Trouver à l’autre bout de l’Allemagne ce M, manière d’oncle imaginaire, c’est s’inventer une figure de projection quand tout bascule. Et le lecteur alors de comprendre avec plus de netteté la scène inaugurale du prologue du roman, rencontre érotique rêvée entre le patriarche Malusci et la jeune Allemande : c’est à la poursuite de ce partage des corps donnant naissance à cette figure de bâtard que boite à son tour le narrateur. Cette scène érotique originaire, elle court souterrainement et se met à fasciner à son tour le narrateur pour y puiser un étai et un élan dans sa vie : « Je n’ai pas de photo, pas de récit de première ni de seconde main. Je vois simplement que cette scène me poursuit. » Quand ce partage des corps est pour lui révolu, depuis sa séparation amoureuse, c’est dans une autre histoire amoureuse qu’il s’agit de puiser, pour trouver la preuve que quelque chose d’une fidélité, d’une tendresse ou d’une hospitalité perdure malgré les secousses de la vie. Le récit s’écrit en quelque sorte dans les marges de ce point aveugle, de cette « [m]atrice solaire et sombre à la fois, autour de laquelle je veux tourner, retourner, avant le jour […]. »

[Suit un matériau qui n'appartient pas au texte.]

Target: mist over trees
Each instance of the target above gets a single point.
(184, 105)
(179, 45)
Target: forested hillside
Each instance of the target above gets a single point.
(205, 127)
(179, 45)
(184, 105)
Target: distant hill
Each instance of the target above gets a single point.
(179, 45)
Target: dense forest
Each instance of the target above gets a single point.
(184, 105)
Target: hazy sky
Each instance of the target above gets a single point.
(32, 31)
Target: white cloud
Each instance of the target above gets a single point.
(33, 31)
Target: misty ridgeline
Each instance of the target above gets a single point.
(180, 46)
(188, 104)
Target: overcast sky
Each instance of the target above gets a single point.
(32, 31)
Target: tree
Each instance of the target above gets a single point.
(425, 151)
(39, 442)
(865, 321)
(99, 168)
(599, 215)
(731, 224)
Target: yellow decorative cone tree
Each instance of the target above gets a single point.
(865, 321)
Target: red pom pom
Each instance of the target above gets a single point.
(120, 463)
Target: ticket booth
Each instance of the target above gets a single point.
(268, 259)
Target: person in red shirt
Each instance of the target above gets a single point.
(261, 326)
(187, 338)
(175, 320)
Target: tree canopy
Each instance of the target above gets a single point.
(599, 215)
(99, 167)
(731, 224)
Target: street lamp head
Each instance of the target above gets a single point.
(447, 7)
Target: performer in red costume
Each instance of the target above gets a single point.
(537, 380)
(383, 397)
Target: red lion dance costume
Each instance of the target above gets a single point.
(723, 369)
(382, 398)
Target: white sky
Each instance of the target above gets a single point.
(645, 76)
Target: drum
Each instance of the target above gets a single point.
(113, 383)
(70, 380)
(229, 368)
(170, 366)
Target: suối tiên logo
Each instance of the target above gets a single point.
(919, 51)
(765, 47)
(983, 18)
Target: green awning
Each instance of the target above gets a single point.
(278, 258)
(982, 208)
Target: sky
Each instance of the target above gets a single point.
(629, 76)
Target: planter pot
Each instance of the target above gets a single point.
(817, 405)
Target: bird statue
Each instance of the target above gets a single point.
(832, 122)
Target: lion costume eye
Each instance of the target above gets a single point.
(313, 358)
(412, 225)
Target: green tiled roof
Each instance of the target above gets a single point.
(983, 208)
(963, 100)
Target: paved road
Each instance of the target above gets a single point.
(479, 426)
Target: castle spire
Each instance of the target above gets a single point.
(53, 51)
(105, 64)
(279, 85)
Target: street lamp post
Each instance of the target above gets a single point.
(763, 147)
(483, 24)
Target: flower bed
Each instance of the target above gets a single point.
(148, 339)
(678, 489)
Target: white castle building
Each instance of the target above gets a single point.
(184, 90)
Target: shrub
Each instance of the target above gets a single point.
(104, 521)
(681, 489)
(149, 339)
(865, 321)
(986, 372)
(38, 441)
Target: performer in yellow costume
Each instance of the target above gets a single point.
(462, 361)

Avec douceur et tendresse, Sylvain Prudhomme, prix Femina 2019, saisit les failles qui traversent hommes et femmes, et quel appétit de vivre se maintient malgré ces failles : comment une histoire vieille de soixante-dix ans fait boussole dans un « monde entier en vrille » et donne au narrateur l’énergie d’affronter « le boitement inévitable de la vie ». Car ce que le roman permet de faire sourdre, sous les secrets et les non-dits, c’est une générosité et une qualité sensible, qui sont le cœur vibrant de toute l’œuvre de Sylvain Prudhomme, troquant à mesure un deuil familial et une mélancolie amoureuse en joie des retrouvailles.
Sylvain Prudhomme, L’Enfant dans le taxi, Minuit, 224 pages, 20 euros, 2023.